The story is told that years ago Chairman Mao looked out on this undeveloped scene from his perch above Tian’anmen Square and said he had a dream that one day it would be a landscape filled with “chimneys” (that is, smokestacks)—his metaphor for a future of large-scale industrial development. Well, his dream came true, and then some.

 

But as a result today China is also awash in pollution of its air and water and land. The only really good news in all of this is that the Chinese government realizes that what has been happening is unsustainable, and must change. There is an enormous push, from the top down, to encourage green industry and lifestyles, and help China fix its own problems and then become a leading exporter of this new technology. It’s one of the central themes of the Shanghai World Expo. The slogan everywhere is “Greener China, Better World.” The Chinese have smelled their fetid rivers and coughed through the murky air of their industrial cities, but now they seem to be “getting it.” To paraphrase something C. S. Lewis said in a quite different context, “Pain is God’s megaphone to rouse a deaf world.”

 

Let’s hope the BP oil spill in the Gulf of Mexico will have a similar megaphone effect on America’s deaf ears. Hopefully a day is coming when to drive an SUV will be seen as downright unpatriotic.
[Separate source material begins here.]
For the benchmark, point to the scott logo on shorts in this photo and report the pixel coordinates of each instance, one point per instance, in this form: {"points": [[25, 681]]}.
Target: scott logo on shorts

The reality is that we North Americans per capita are still by far the worst polluters and energy and resource consumers on the planet. Just yesterday a philosopher at Tsinghua University, one of China’s leading institutions of higher education, asked me if I had ever read E. F. Schumacher’s Small is Beautiful (1973). He had, and thought it was great. He’s passionate about ecology and suspicious of the carnage that greedy modernity is wreaking on the planet. Smoke stacks are coming down in Beijing, and some days the sky is actually blue. There are a few things that need to be dismantled in North America too if we are to leave any kind of viable and hopeful future for our grandchildren.